Sub-Project: Near-Infrared real-time Monitoring of the Collateral Network (real-time cnNIRS)
No non-invasive real-time method for monitoring spinal cord tissue perfusion and oxygenation is clinically available (Etz et al. 2013). The use of near-infrared spectroscopy of the paraspinous collateral network (cnNIRS) as an indirect non-invasive method for real-time monitoring during and after extensive aortic aneurysm repair has recently been validated in large animal experiments (von Aspern et al. 2016) and found feasible in small clinical studies (Etz et al. 2013, Luehr et al. 2016). Clinical experience with this method is not available. Our group recently published extensive award-winning experimental data (cnNIRS validation with Laserdoppler-flow) on this modality suggesting that clinical use is both feasible and important.
By using cnNIRS as a non-invasive real-time monitoring modality during and after MISACE, open and endovascular thoracoabdominal aortic aneurysm repair, we aim to evaluate its sensitivity and specifity on a large homogenous cohort in order to detect signs of pending spinal cord ischemia as early as possible during and after these procedures as an adjunct to close clinical examination.
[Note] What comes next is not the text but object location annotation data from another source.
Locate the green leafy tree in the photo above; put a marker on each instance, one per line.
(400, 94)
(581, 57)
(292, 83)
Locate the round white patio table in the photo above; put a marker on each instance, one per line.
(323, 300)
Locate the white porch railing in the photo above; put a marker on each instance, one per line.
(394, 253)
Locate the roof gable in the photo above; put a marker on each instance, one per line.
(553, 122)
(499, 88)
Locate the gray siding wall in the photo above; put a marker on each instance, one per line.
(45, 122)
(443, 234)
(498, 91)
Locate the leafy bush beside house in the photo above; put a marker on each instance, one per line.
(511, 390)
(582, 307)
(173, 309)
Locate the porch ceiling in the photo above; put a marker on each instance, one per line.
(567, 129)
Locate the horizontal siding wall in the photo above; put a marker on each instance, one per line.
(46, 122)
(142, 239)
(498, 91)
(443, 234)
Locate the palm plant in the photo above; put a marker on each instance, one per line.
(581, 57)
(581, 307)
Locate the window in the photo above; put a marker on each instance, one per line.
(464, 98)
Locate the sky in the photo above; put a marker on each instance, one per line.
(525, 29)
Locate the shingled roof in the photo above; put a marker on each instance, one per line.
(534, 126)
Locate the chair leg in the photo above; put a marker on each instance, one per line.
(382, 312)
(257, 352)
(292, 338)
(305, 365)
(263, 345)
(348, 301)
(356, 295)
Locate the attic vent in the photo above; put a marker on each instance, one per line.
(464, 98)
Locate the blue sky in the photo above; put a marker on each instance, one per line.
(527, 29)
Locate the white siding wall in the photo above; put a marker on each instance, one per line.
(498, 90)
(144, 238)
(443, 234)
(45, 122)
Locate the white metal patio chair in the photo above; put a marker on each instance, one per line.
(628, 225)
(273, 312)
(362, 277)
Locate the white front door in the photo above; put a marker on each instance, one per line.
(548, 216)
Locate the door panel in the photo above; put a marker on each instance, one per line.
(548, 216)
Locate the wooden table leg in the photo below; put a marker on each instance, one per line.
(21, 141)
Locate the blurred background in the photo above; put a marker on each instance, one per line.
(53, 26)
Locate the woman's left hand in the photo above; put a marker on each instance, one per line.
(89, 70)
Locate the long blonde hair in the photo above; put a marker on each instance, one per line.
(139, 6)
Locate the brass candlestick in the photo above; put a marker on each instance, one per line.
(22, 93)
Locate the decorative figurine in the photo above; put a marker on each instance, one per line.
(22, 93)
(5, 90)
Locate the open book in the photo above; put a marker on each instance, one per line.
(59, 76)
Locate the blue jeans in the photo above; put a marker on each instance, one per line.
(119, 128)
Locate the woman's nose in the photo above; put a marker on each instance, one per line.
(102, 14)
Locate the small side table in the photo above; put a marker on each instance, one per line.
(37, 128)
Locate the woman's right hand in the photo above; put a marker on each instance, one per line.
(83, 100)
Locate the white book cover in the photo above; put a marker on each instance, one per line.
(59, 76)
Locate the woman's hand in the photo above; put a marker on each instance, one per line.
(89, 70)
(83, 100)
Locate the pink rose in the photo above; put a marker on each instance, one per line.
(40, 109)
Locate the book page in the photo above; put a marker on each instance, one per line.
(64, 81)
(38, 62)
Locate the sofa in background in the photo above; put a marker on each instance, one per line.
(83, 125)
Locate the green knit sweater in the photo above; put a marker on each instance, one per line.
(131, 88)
Sub-project: Identification of clinically relevant spinal cord ischaemia (SCI) markers in cerebrospinal fluid (CSF) and development of an easily applicable bed-side test
Organ ischaemia is usually detected in the clinical setting by biomarkers from blood samples such as enzymes or structural proteins, which can be used to confirm diagnoses such as heart attacks. Characteristic enzyme serum levels and established clinical tests are available for most organs and are used for postoperative ischaemia monitoring on a routine basis— except for the spinal cord. This is particularly inauspicious since spinal cord ischaemia (SCI) often times occurs with a delay, i.e. in the early postoperative period after TAAA repair. (Etz et al. 2008a) Biomarkers for the real-time detection of emerging SCI would potentially provide time to intervene (e.g. to elevate systemic blood pressure and/or blood oxygen saturation) and would be of great benefit in preventing devastating complications such as paraplegia, particularly in the early postoperative period after TAAA repair. Detection of SCI biomarkers has not yet been successfully established for the clinic because the levels of specific markers such as S100β, neuron-specific enolase, neurofilament light chain, and glial fibrillary acidic protein neuron specific enolases or heat shock proteins do not reach detectable serum levels and unspecific ischemia markers (e.g. lactate) succumb to excessive dilution. Even though elevated concentrations of neurochemical serum biomarkers have been identified in patients with SCI, these do not provide a sensitive prognostic tool. (Pouw et al. 2009).
Cerebrospinal fluid (CSF) is often used in TAAA repair to reduce CSF pressure and improve spinal cord perfusion, (Coselli et al. 2002), meaning that samples are readily available. The advantage of using CSF to detect ischemia markers arises from minimal dilution, a favourable nerve-tissue-to-CSF ratio and slow fluid exchange rates allowing for rapid accumulation of possible markers. Moreover, the fact little clinical research has been done in this area because of difficult access to CSF means that the chances of success are comparatively good.
The objectives of this sub-project are:
Development of a protocol for routine collection of CSF during the multicentre trial PAPA-ARTiS during and after MISACE (selected centres) and open / endovascular TAAA repair from CSF drainage systems. Validation of possible Biomarkers (N100, HSPs, lactate) of SCI in CSF and correlation of specific marker levels with data from side project #1 (real-time cnNIRS – non-invasive local CN perfusion and oxygenation) and #3 (Pim-PaP – CN perfusion and oxygenation imaging), steps toward development of a clinically applicable bed-side test for SCI from CSF.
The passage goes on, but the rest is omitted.